Essentially massive combinations of energy and Asian chips are substituting for human capital in important areas of the US labor force. Accordingly, wage rates and prices come under downward pressure where there is most acute competition with the new technology. Mal-signaling in capital markets, a consequence of monetary inflation, drives the digital and AI transformation faster and much further than would happen under sound money. Firms applying AI, some already possessing monopoly power, others enjoying cheap capital on the promise of future monopoly, can by predatory pricing kill potential competition from pre-AI technologies.

The downward pressure on some prices as described would allow the central bank to pursue monetary inflation whilst counting on its being camouflaged meanwhile in goods and services markets.

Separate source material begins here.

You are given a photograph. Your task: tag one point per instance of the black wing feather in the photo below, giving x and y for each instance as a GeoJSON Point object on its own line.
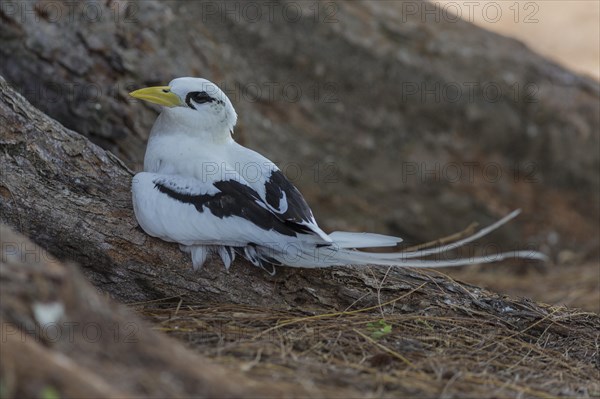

Incidentally, the Federal Reserve may take advantage of the camouflage, to justify rate cuts. In support of these it could point to a parallel implementation of balance sheet shrinkage. The plan to reduce the size of the Fed’s balance sheet will most likely involve that institution exchanging much of its holdings of long-maturity T-bonds at the Treasury for T-bills and then selling these off in the open market, a version of quantitative tightening (QT). The new situation, however, of less reserve deposits at the Fed and more T-bills outstanding means virtually nothing as regards the disease of monetary inflation. In the present monetary system Fed deposits and T-bills are almost perfect substitutes for each other across a large range.

Anyhow, these ostensible camouflages to monetary inflation in goods markets in the wake of the Iran war could eventually wither. Spending in all its forms, whether by consumers or businesses, could tend to run ahead of supply across a very wide spectrum of goods and services. Individuals might in aggregate find themselves with a chronic tendency to have excess monetary-type assets (traditional bank deposits plus Treasury bills and short-maturity government bonds) and wish to dispose of part. They could do this by spending more on various goods/services or on assets such as liquid equity paper, credit paper, and precious metals. 

The take-off of asset inflation under those circumstances is not certain. Much depends on the scope and power of speculative narratives, as fostered by monetary inflation. But according to some mainstream scenarios the Iran War and its consequences may at least for some time cramp the spread of those narratives.